Philip D. Smith, The Virtue of Civility in the Practice of Politics. University Press of America, 2002. 111 pages. ISBN 0-7618-2329-8.
The problem of incivility has only increased since the publication of Philip Smith's book, The Virtue of Civility in the Practice of Politics. In this book the author offers definitions of the following words: civility, politics, opponent, coercion, and pacifism. Smith is a virtue theorist because he thinks the moral life is best understood "in terms of virtues--character traits-- than in terms of actions or rules for acting" (viii). The author argues that civility is a virtue related to a political opponent. He thinks his book is both truthful and useful.
The Virtue of Civility in the Practice of Politics is divided into nine chapters. It covers controversies and conduct, virtue of civility in the practice of politics, Robert Audi's rules for civility, civil speech, the right, and the good, civility and the civil process, and civility and coercion. In the first chapter the author gives examples of different controversies and conduct. The examples come from corporate policy, Church policy, and public policy. Smith's primary interest is how we conduct controversies, not solutions to the controversies.
The author provides definitions of the key terms he uses in the book. He states that "Civility is a properly grounded character trait which moves an individual to treat political opponents well and/or to feel certain emotions toward political opponents, emotions which move an individual to treat political opponents well" (15). He writes, "Politics is the art or science of making decisions for groups of people" (15). This surprised me at first because I tend to think of politics as what happens in local, state, and national government. He states that the goal of politics is to make good decisions. The third definition: "Political opponents are people who have conflicts over group decision proposals" (15). Smith summarizes his major points about civility in the practice of politics: "Civil people are moved to treat political opponents well. . . . Negatively, this means we are disposed not to impugn opponents' motives, slander them, lie to them, ignore them, or the like. Positively, we are disposed to debate honestly with them, keep any agreements we make with them, treat them with dignity, and so on" (16). What he is describing are virtues or character traits.
To help describe the virtue of civility in the practice of politics he lists the things that it is not. It is not being polite. It is not a tool to oppress others. It does not consist of rules and rule keeping. Virtue is different than rule keeping. Last, it does not cover everything. It does not cover every interaction between people. In chapter three Smith discusses concepts that are related to virtue: practices and institutions. It is through practice we develop virtue and "institutions are human organizations that grow up around a practice and make it possible" (25). Chess would be a practice and a chess club would be an institution, and the ability to play well would be a virtue.

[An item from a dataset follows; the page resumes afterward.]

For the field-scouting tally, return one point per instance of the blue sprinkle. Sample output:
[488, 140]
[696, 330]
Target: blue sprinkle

To summarize civility as a virtue in the practice of politics is a character trait that disposes one to treat their political opponent well. Civility describes what a person is, not what he does. Smith thinks there are four advantages to the virtue of civility in political practices. First, it helps to avoid "destructive conflict." Second, "civility helps preserve participants in a political process as resources for decision-making" (32). In other words, the political opponent may provide important information, knowledge that will help in making a good decision. Third, civility decreases distortion in communication. Fourth, civility "helps preserve participants in politics as people of dignity" (33). It seems to me that civility is a better trait than incivility in seeking the truth. Mortimer J. Adler often said that in a discussion the goal was not to defeat your opponent but to find the truth. The virtue of civility is much needed in our society today.